Intervention de Valérie Rabault

Réunion du 5 juillet 2016 à 16h15
Commission des finances, de l'économie générale et du contrôle budgétaire

Photo issue du site de l'Assemblée nationale ou de WikipediaValérie Rabault, rapporteure générale :

Je vous propose d'avancer, même en l'absence de rapport du Gouvernement. Le Parlement est toujours libre de débattre de l'orientation des finances publiques à partir de ses propres éléments.

Le premier tableau que je vous présente récapitule l'évolution de l'ensemble des paramètres depuis 2012, constatés en exécution ou, pour l'exercice budgétaire 2016, tels qu'ils ressortent de la loi de finances initiale et des hypothèses qui la fondent : le niveau du déficit exprimé en points de produit intérieur brut (PIB) qui est réduit de 3,6 % en exécution 2015 à 3,3 % dans la loi de finances pour 2016 ; le montant des dépenses publiques qui est passé, sur la même période, de 1 243 milliards d'euros à 1 257 milliards ; celui des recettes publiques qui a progressé de 1 166 milliards d'euros à 1 184 milliards ; le solde des finances publiques s'est établi ainsi à 77,5 milliards d'euros en exécution en 2015 et a été fixé à 73,1 milliards dans la loi de finances pour 2016 ; le taux de croissance du PIB a atteint 1,3 % en 2015, il devrait être de 1,5 % en 2016 ; le taux d'inflation était nul en 2015, il est prévu à 1 % par la loi de finances pour 2016.

Les hypothèses retenues pour construire cette dernière ne sont plus toutes d'actualité. Les principaux changements concernent les dépenses, puisque nous avons dû intégrer un certain nombre de dépenses nouvelles, et l'inflation, puisque nous avions retenu l'hypothèse qu'elle serait de 1 %. Évidemment, cela a quelques conséquences sur la situation des finances publiques.

Pour atteindre nos objectifs de déficit public, le pilotage se fait essentiellement via la dépense publique : je le rappelle, 1 257 milliards d'euros de dépenses publiques, dont 504 milliards d'euros pour l'État et ses opérateurs, 525,2 milliards d'euros pour les administrations de sécurité sociale et 227,6 milliards d'euros pour les collectivités locales.
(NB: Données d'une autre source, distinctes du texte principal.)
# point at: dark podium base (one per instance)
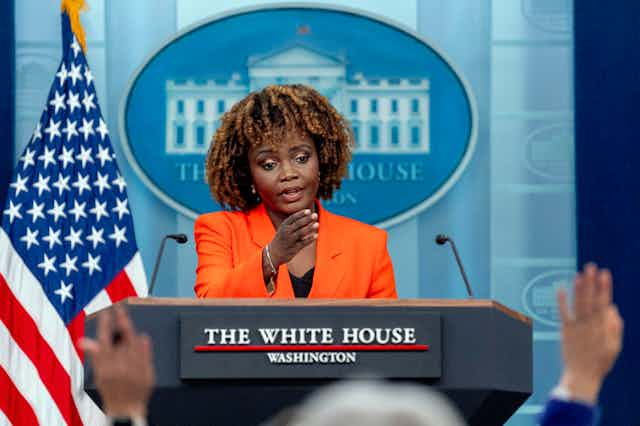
(249, 403)
(486, 363)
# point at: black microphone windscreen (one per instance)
(441, 239)
(179, 238)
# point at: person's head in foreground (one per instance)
(376, 403)
(289, 131)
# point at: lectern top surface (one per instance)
(431, 303)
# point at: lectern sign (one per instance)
(321, 345)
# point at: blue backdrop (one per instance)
(607, 90)
(7, 45)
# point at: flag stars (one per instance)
(96, 237)
(75, 74)
(58, 102)
(53, 129)
(13, 211)
(36, 211)
(73, 101)
(78, 211)
(75, 46)
(85, 156)
(64, 292)
(69, 264)
(103, 155)
(92, 264)
(52, 238)
(119, 182)
(87, 101)
(42, 184)
(70, 129)
(27, 158)
(47, 157)
(62, 74)
(121, 208)
(66, 157)
(20, 184)
(62, 184)
(30, 238)
(87, 129)
(37, 132)
(102, 182)
(74, 237)
(81, 183)
(99, 210)
(57, 211)
(88, 76)
(118, 235)
(102, 129)
(47, 264)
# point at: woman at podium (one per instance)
(276, 153)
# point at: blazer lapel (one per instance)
(260, 226)
(330, 266)
(262, 232)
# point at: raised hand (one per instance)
(591, 333)
(122, 366)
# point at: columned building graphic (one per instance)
(388, 115)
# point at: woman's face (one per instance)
(286, 177)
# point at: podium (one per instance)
(219, 361)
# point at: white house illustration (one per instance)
(388, 115)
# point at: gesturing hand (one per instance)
(294, 233)
(123, 367)
(591, 333)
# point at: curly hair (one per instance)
(262, 118)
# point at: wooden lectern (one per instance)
(241, 361)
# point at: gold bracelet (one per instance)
(271, 265)
(271, 285)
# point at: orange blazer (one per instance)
(352, 260)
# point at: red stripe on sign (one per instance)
(305, 348)
(12, 403)
(120, 288)
(26, 334)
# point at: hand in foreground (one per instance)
(123, 371)
(591, 334)
(294, 233)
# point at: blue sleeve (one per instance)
(557, 412)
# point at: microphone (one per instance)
(180, 239)
(442, 239)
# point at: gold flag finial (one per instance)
(73, 9)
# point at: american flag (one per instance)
(67, 249)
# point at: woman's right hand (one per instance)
(294, 233)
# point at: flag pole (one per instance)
(73, 9)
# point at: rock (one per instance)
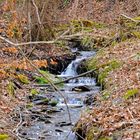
(80, 89)
(61, 124)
Ce qui est pilotable, ce sont les crédits ouverts pour l'État, hors dépenses de personnel, qui représentent 190,7 milliards d'euros.

Au 1er juillet 2016, sur ces 190,7 milliards d'euros, 10,7 milliards d'euros étaient mis en réserve : 9,3 milliards d'euros ont été mis en réserve initialement ; 1,8 milliard d'euros de crédits reportés ont été gelés au mois d'avril dernier ; 198,9 millions d'euros de crédits mis en réserve ont été définitivement annulés par le dernier décret d'avance ; 225 millions d'euros ont fait l'objet de dégels en cours de gestion. Sont ainsi disponibles 180 milliards d'euros, comme l'indique le tableau qui récapitule, mission par mission, les crédits de paiement votés en loi de finances initiale, les crédits ouverts et les crédits disponibles au 1er juillet, tableau que vous retrouverez, en détail, dans mon rapport écrit.

Quelles sont nos perspectives pour 2017 ? Nos hypothèses – en fait, celles du programme de stabilité – sont globalement en ligne avec celles des principales institutions et des principaux organismes de prévision : l'Organisation de coopération et de développement économiques (OCDE), le Fonds monétaire international (FMI), l'Observatoire français des conjonctures économiques (OFCE), la Banque de France, etc.

Je ne suis pas certaine que les différents organismes confirment tous leurs prévisions ; ainsi, la Commission européenne vient de revoir les siennes. Cela étant, nous restons en ligne avec le consensus des différents organismes.

La note de conjoncture de l'INSEE parue au mois de juin laisse supposer que la baisse du chômage et la hausse du taux de marge des entreprises se poursuivront.

J'en viens à nos calculs pour 2017 ; l'exercice est plus périlleux, puisque nous essayons de nous projeter à la fin de cette année 2016 pour anticiper ce que seront alors les perspectives pour l'année 2017. Des mesures nouvelles de baisse des recettes sont annoncées à hauteur de 8,4 milliards d'euros, tandis que les dépenses seraient supérieures de 4,3 milliards d'euros en 2017.

Les mesures nouvelles de baisse d'impôt s'expliquent à hauteur de 5 milliards d'euros à terme, en comptabilité nationale, par les mesures prévues dans le cadre du pacte de responsabilité, déjà annoncées mais pas encore votés, et de 2,4 milliards d'euros par des mesures hors pacte.